DarthSid95 / RumiGANs

Code accompanying the NeurIPS 2020 submission "Teaching a GAN What Not to Learn."
MIT License
32 stars 5 forks source link

LSGAN implementation #3

Open kiddj opened 3 years ago

kiddj commented 3 years ago

Thank you for your great efforts!

I tried to reproduce your results for LSGAN, however, there is some mismatch between the paper and this repo. In lsgan.py, the loss function of LSGAN_RumiGAN is implemented as:

D_real_pos_loss = self.alphap * mse(self.label_bp*tf.ones_like(self.real_pos_output), self.real_pos_output)
D_real_neg_loss = self.alphan * mse(self.label_bn*tf.ones_like(self.real_neg_output), self.real_neg_output)
D_fake_loss = mse(self.label_a*tf.ones_like(self.fake_output), self.fake_output)
self.D_loss = D_real_pos_loss + D_real_neg_loss + D_fake_loss 

G_fake_loss = mse(self.label_c*tf.ones_like(self.fake_output), self.fake_output)
G_real_neg_loss = mse(self.label_c*tf.ones_like(self.real_neg_output), self.real_neg_output)
self.G_loss = G_fake_loss + G_real_neg_loss + D_real_pos_loss

However, the loss of generator with the real_pos_output must be clearly different from D_real_pos_loss. (It should use label_c instead of label_bp) Also, alphap and alpnan are used for D_loss, even though Beta+ and Beta- are introduced for both G and D in the original paper.

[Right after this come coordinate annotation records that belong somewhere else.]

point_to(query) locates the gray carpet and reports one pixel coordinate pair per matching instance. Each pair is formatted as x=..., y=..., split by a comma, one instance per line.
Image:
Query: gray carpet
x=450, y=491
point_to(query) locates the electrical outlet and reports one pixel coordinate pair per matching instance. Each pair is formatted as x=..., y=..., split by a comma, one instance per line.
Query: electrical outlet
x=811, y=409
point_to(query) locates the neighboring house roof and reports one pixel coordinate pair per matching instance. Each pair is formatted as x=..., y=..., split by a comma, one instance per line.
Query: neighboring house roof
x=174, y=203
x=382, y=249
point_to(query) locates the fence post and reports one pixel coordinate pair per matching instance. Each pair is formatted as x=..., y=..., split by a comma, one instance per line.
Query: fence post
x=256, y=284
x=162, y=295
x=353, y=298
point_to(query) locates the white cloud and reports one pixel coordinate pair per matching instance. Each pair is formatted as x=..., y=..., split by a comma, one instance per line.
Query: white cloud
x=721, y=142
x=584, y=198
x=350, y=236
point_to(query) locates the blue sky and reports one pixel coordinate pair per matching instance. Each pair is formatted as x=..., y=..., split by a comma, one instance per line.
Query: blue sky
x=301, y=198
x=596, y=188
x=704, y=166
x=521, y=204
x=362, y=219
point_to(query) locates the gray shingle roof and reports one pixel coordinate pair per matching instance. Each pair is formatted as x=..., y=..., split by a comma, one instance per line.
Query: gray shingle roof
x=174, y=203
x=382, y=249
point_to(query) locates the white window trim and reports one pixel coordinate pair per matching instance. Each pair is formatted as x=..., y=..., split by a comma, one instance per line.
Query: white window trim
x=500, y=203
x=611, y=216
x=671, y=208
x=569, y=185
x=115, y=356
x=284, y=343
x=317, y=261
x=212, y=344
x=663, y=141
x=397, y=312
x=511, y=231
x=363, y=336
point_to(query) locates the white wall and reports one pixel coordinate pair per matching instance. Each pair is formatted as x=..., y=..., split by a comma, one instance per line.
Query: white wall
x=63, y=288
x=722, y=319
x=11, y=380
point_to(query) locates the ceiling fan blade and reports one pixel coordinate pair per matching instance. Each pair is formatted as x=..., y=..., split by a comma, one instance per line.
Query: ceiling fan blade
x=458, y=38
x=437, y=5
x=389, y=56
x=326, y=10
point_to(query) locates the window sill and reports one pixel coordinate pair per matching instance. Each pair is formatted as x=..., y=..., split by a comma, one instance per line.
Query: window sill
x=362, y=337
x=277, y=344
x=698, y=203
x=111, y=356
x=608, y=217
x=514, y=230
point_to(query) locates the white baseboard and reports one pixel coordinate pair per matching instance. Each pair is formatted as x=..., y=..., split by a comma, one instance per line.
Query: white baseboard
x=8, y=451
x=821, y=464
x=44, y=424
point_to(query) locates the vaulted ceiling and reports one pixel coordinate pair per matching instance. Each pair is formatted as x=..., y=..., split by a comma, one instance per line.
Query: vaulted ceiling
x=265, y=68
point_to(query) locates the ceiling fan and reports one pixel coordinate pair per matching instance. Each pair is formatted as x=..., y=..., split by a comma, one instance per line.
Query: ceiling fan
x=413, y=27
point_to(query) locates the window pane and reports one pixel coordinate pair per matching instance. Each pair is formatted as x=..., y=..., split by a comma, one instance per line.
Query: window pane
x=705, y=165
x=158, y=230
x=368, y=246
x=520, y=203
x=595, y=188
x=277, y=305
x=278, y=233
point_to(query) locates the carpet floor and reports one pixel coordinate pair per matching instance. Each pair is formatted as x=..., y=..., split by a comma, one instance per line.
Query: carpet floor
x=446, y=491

Are these just bugs? How can I reproduce the LSGAN as the paper?

DarthSid95 commented 3 years ago

You're technically right. D_real_pos found in G_fake_loss must be using label_c. However, in practice, that loss is computed on target images, and not images from the generator. So from a back-propagation standpoint, it makes no difference. That term doesn't contribute meaningful gradients to training the generator weights. To reproduce the results, you could event comment out all "real" terms and use only:

self.G_loss = G_fake_loss

and still have the same effect in training. (All this is true for G_real_neg_loss terms too, actually... Maybe I just forgot to create a G_real_pos_less). Nonetheless, I will fix it to have label_c, and recommit to make it consistent with the paper's presented loss function.

Coming to alphas, I was merely lazy and used the same flag variables. Loading the alpha_n and alpha_p flags with \beta^+ and \beta^- values when using LSGAN was the intention, but I can add specific beta flags if that improves readability.

To reproduce the Rumi-LSGAN as in the paper, incorporating the loss function, and data-parsing pipelines into your own code should just as well be sufficient. For the paper's Supplementary's results, I set (a, b^-, c, b^+ ) to (0, 0.5, 1, 2) but I found a variety of other combinations to also be satisfactory. For the above, beta^+ needed to be 1/3 and beta^- could be anything. The scaling of betas affect \int_{\mathcal{X}} p_g^*(x) dx in theory, however in practice, you could scale them without much effect (Essentiay, one could argue that the effect in consumed into the learning rates) and set beta^+ to 1 and beta^- to 0.25 . These have worked for me, but you could definitely try playing around with labels and betas.